The wet fish is no good if it thinks it’s wet alone.


**One last note on the fish metaphor. Jump in only after ensuring that the fish are actually fish and not, for example, giant maneating sharks. Because that would be unfortunate. Metaphorically speaking.


[…] post by Serena. I’m going to have to return to this soon and discuss what she has said, its good […]

Love your list. It was great meeting you at ELI and I’m looking forward to learning more from your writing as the semester goes on.

[…] Splash Frown Town Evasion […]

@Gene Roche – Thanks for reading! As I said, I’m not sure how helpful it is (maybe all you professor-types already know this stuff), but hopefully it accomplishes something.

Love the list. I have a question, though.
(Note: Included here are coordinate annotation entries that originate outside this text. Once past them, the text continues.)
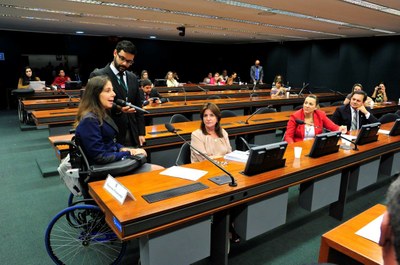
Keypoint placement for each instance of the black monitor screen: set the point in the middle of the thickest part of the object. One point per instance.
(265, 157)
(73, 85)
(395, 129)
(324, 144)
(368, 133)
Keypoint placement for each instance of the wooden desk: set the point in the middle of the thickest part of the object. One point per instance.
(167, 109)
(139, 218)
(343, 239)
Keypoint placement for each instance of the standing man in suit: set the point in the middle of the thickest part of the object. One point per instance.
(257, 73)
(130, 123)
(355, 114)
(390, 226)
(150, 94)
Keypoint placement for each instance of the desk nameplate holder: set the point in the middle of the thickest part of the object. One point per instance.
(117, 190)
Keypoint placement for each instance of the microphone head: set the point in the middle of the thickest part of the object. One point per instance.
(120, 102)
(170, 127)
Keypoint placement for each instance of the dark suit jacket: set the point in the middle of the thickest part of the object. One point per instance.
(133, 122)
(253, 73)
(98, 141)
(342, 116)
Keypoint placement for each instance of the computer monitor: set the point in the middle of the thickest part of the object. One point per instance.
(368, 133)
(265, 157)
(325, 144)
(73, 85)
(395, 129)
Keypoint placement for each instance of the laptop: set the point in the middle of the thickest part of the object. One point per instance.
(37, 85)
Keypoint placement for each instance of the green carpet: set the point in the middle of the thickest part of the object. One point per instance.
(29, 201)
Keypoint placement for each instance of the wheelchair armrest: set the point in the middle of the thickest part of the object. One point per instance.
(117, 168)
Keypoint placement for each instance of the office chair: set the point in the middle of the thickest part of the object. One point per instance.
(388, 117)
(184, 155)
(178, 118)
(227, 114)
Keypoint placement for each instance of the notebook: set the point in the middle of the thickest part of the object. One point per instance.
(37, 85)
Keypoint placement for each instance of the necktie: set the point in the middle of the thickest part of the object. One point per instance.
(354, 121)
(122, 82)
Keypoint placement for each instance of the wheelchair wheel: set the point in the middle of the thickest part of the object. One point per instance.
(80, 235)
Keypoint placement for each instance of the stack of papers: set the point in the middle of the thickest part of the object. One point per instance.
(240, 156)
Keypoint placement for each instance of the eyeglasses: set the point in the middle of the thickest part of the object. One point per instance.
(124, 60)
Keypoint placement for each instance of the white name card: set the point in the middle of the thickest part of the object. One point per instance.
(117, 190)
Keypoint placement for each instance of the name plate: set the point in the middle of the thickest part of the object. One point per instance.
(117, 190)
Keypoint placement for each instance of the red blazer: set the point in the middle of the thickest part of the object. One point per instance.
(295, 132)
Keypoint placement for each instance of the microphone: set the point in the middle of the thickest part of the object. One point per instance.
(172, 129)
(205, 90)
(298, 121)
(251, 116)
(123, 103)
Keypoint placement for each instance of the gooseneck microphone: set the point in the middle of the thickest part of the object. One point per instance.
(251, 116)
(205, 90)
(172, 129)
(298, 121)
(123, 103)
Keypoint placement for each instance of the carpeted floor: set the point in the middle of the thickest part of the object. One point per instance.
(29, 201)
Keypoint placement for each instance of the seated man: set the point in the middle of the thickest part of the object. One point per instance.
(150, 94)
(390, 227)
(355, 114)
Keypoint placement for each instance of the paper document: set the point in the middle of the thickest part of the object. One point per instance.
(349, 137)
(240, 156)
(372, 231)
(384, 131)
(184, 173)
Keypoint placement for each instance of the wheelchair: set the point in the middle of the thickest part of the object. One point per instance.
(79, 234)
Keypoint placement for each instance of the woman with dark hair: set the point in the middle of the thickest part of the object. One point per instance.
(210, 139)
(313, 121)
(26, 78)
(95, 130)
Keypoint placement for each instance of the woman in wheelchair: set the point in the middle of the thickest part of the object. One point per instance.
(96, 131)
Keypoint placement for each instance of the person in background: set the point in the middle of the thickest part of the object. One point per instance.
(355, 114)
(357, 87)
(379, 94)
(256, 73)
(390, 226)
(314, 121)
(224, 75)
(278, 90)
(144, 75)
(150, 94)
(217, 80)
(208, 78)
(26, 78)
(96, 131)
(231, 79)
(60, 80)
(130, 123)
(211, 139)
(171, 81)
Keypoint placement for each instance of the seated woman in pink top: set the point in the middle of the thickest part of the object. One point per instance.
(312, 122)
(210, 139)
(60, 80)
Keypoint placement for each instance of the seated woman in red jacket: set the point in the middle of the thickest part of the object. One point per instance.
(309, 121)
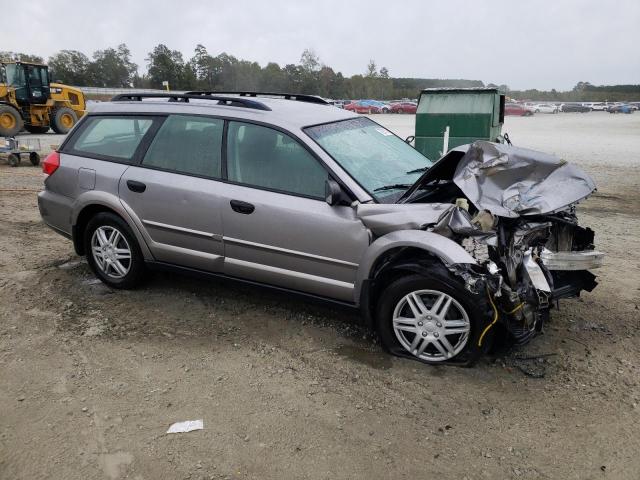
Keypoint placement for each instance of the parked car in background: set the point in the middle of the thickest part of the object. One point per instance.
(600, 107)
(340, 103)
(545, 108)
(620, 109)
(517, 109)
(368, 106)
(404, 107)
(575, 107)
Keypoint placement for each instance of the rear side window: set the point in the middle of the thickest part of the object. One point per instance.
(115, 137)
(187, 144)
(263, 157)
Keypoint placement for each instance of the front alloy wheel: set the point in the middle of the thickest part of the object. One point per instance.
(431, 325)
(432, 317)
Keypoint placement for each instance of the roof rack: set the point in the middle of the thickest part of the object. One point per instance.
(287, 96)
(184, 98)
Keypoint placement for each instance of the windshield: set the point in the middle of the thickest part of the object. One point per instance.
(382, 163)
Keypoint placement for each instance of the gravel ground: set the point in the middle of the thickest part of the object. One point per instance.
(92, 378)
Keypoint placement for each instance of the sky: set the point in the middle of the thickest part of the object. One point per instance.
(541, 44)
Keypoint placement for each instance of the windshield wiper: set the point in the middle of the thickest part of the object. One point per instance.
(419, 170)
(395, 186)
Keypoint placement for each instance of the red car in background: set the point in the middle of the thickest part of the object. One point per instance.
(404, 107)
(367, 106)
(517, 109)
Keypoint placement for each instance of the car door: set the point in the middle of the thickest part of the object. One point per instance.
(278, 229)
(173, 195)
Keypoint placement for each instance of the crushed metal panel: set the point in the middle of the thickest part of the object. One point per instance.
(385, 218)
(510, 181)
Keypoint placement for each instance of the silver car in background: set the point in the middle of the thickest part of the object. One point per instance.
(285, 191)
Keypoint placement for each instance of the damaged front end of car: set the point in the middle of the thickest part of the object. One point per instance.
(513, 211)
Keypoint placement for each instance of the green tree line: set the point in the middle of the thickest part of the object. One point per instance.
(113, 67)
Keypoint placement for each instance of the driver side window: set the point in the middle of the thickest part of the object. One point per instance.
(264, 157)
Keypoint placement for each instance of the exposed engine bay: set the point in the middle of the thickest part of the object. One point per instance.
(513, 211)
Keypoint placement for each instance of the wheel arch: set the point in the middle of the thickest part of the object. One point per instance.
(91, 207)
(397, 252)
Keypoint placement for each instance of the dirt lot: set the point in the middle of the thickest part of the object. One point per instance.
(92, 378)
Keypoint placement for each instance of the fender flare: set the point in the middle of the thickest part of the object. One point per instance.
(445, 249)
(95, 198)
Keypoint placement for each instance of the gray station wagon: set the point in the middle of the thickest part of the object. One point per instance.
(287, 191)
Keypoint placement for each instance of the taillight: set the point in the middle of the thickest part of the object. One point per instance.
(51, 163)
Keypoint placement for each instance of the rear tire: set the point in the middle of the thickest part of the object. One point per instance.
(36, 130)
(10, 121)
(63, 119)
(442, 335)
(113, 252)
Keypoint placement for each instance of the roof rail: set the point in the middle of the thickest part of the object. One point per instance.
(287, 96)
(184, 98)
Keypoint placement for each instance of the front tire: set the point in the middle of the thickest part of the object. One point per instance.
(113, 252)
(432, 318)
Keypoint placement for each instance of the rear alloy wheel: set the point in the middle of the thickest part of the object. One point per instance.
(10, 121)
(431, 319)
(63, 119)
(112, 251)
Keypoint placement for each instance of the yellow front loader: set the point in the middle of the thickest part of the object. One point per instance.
(28, 100)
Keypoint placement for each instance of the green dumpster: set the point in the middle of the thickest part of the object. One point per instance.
(449, 117)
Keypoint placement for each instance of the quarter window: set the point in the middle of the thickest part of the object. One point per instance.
(187, 144)
(111, 136)
(264, 157)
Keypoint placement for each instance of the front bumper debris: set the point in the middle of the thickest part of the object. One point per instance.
(570, 260)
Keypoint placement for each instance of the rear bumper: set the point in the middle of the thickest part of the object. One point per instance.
(55, 210)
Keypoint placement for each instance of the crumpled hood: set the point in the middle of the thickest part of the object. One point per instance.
(383, 218)
(511, 181)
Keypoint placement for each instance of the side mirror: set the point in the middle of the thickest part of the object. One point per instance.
(332, 192)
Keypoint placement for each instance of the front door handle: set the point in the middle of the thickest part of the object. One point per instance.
(242, 207)
(137, 187)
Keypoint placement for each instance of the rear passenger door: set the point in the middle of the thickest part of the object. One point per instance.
(174, 193)
(278, 228)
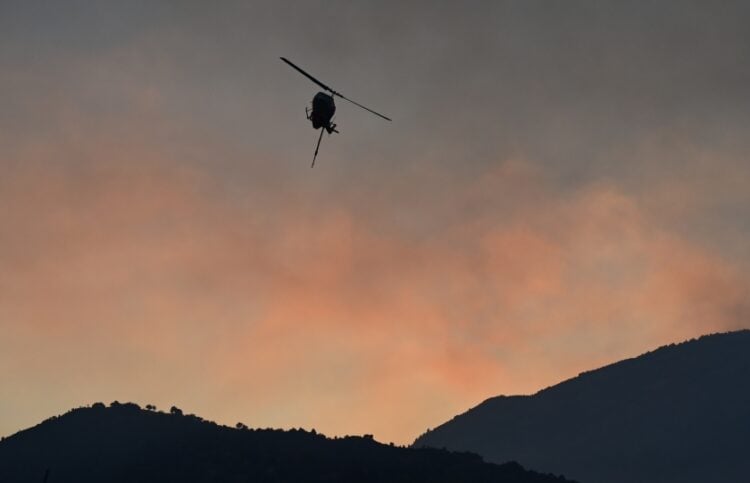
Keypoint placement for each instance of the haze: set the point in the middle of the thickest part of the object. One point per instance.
(564, 184)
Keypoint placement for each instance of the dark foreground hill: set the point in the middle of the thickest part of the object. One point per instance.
(123, 443)
(678, 414)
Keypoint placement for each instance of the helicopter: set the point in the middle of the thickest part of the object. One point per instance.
(323, 108)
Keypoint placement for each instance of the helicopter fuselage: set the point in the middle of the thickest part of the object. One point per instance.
(323, 110)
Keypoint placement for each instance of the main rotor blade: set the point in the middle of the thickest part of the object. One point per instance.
(317, 146)
(307, 75)
(363, 107)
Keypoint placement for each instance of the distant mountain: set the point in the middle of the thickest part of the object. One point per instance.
(679, 414)
(123, 443)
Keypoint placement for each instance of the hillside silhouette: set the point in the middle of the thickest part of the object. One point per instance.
(680, 413)
(124, 443)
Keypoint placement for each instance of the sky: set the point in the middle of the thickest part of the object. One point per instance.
(563, 185)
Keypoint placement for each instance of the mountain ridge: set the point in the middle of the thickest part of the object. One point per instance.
(124, 443)
(664, 413)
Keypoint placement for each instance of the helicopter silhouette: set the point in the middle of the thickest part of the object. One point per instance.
(323, 108)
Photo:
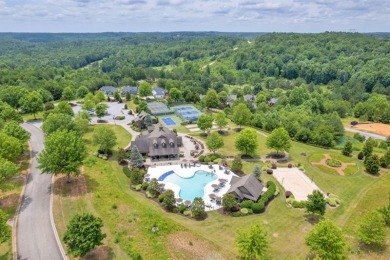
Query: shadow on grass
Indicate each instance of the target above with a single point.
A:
(76, 187)
(312, 219)
(100, 253)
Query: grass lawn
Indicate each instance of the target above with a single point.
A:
(129, 216)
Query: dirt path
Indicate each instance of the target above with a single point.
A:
(340, 170)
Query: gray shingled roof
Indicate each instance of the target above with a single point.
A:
(108, 89)
(158, 91)
(131, 89)
(247, 187)
(159, 142)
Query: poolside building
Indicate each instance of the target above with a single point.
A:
(139, 121)
(247, 187)
(158, 143)
(133, 90)
(108, 90)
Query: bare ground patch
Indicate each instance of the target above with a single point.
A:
(376, 128)
(184, 245)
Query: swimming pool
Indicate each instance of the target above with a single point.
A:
(191, 187)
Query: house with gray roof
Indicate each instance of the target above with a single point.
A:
(139, 121)
(247, 187)
(108, 90)
(158, 92)
(158, 143)
(133, 90)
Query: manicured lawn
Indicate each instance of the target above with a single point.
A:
(128, 223)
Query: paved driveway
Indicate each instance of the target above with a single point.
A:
(294, 180)
(35, 237)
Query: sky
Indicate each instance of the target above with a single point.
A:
(194, 15)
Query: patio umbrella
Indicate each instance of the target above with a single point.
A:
(212, 196)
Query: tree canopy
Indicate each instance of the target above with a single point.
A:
(63, 154)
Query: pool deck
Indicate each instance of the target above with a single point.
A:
(157, 171)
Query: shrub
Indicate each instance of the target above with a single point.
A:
(161, 197)
(360, 155)
(244, 211)
(126, 171)
(359, 137)
(298, 204)
(333, 162)
(182, 208)
(145, 185)
(258, 207)
(246, 204)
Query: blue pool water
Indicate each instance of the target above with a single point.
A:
(191, 187)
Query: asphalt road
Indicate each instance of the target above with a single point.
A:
(34, 235)
(366, 134)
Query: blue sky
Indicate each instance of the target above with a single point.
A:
(194, 15)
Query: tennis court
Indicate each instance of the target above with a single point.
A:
(187, 113)
(159, 108)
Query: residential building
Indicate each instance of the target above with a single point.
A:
(159, 143)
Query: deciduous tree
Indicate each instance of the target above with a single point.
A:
(241, 114)
(205, 122)
(105, 138)
(347, 150)
(10, 147)
(68, 94)
(214, 141)
(144, 89)
(55, 122)
(327, 241)
(221, 120)
(31, 103)
(372, 164)
(316, 203)
(12, 128)
(63, 154)
(83, 233)
(253, 244)
(211, 99)
(372, 229)
(279, 140)
(246, 141)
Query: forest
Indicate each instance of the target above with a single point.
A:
(317, 79)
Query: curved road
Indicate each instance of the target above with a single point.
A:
(35, 238)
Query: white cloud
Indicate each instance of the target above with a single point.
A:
(169, 15)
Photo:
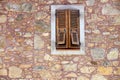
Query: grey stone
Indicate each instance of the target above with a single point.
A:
(108, 9)
(26, 7)
(98, 53)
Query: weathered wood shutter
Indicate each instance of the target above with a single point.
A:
(67, 29)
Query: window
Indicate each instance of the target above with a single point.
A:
(67, 30)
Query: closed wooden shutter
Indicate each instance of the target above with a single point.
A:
(67, 29)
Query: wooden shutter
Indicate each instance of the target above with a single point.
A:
(74, 29)
(67, 29)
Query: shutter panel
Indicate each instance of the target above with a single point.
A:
(67, 29)
(74, 29)
(61, 28)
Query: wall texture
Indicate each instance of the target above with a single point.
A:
(25, 42)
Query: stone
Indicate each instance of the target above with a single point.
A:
(38, 42)
(96, 31)
(113, 36)
(98, 53)
(15, 72)
(117, 71)
(113, 54)
(98, 77)
(13, 7)
(76, 59)
(97, 38)
(70, 67)
(64, 62)
(94, 63)
(116, 20)
(3, 18)
(117, 42)
(104, 70)
(108, 9)
(29, 42)
(41, 15)
(45, 34)
(19, 17)
(115, 63)
(106, 63)
(27, 35)
(41, 26)
(72, 74)
(28, 76)
(26, 7)
(25, 66)
(2, 43)
(3, 72)
(45, 74)
(72, 1)
(87, 70)
(106, 33)
(104, 1)
(56, 67)
(114, 78)
(90, 2)
(38, 67)
(48, 57)
(82, 78)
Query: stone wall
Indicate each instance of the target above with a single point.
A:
(25, 42)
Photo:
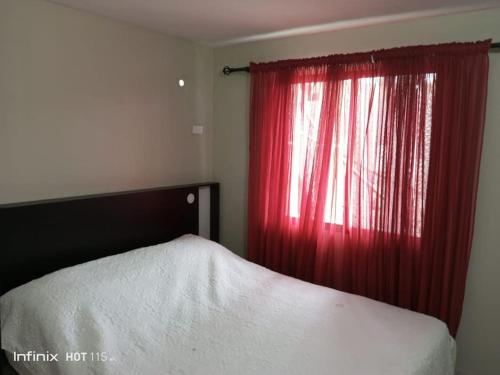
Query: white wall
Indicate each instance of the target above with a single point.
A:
(90, 105)
(478, 348)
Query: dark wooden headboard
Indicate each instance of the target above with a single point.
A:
(40, 237)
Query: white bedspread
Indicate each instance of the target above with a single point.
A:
(190, 306)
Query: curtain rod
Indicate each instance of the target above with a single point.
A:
(227, 70)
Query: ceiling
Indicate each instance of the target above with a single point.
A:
(218, 22)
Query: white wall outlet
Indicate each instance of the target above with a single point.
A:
(198, 129)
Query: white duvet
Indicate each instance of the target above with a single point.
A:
(190, 306)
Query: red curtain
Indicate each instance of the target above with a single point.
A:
(364, 169)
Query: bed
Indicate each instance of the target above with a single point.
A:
(191, 306)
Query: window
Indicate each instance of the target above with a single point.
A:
(357, 183)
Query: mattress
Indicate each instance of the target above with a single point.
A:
(190, 306)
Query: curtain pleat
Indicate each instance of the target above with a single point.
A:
(364, 169)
What if you want your students to be creative, think in new ways, etc. and you offer them this opportunity, suggesting a video mashup or flickr essay or podcast or whatever and they don’t bite (to keep with the metaphor)? What then? I find when faced with blank stares, my bubble gets burst and it’s hard to go on.

I guess keep trying, but still . . .

Anyway, enjoyed meeting you.

@Laura – I enjoyed meeting you too!

And that’s a really tough question. There are always going to be students who are resistant to that kind of thing, no matter what you do. Obviously simply being passionate about what you’re teaching–while a basic requirement for being successful–is not going to work universally for every single student.

None of your students are going for it? Have they expressed any specific reservations about it, or are they just uninvolved? (Do they understand exactly what these various options entail?) Have you shown them examples of really successful mashups or podcasts? Maybe if they are exposed to more of this, they’ll be more comfortable with using it, and also be more inspired to work with it.

Without knowing the specifics of the class, both in terms of content and student perspectives, I’m not sure I can think of anything else for you to try.

Don’t give up! Discovering what works (as you probably know better than me, a lowly student) takes time. I’d like to know more specifics about your class… maybe then I can think of more ideas, if you’ve already tried my earlier suggestions.

What a fine post! Excellent advice for instructors everywhere.

And it was keen meeting you.

@Bryan Alexander – Thanks! It’s not every day that I meet an ELI celebrity 😉

I’m reading via Gene’s blog. Just an aside, but: “Internet” should be capitalized, as it is a proper noun–most of the time. I think the rationale is that it’s possible to have ‘an internet,’ being a network of networks (as opposed to an intranet, an internal network-within-a-network, say)–so the Internet is capitalized when one is referring to the world’s largest network-of-networks by its name. 🙂

Thanks, too, for your enlightened & expressive perspective.

@John – I stand corrected! Who would have thought that Microsoft Word would get something right?


As the saying goes, even a stopped watch is right twice a day!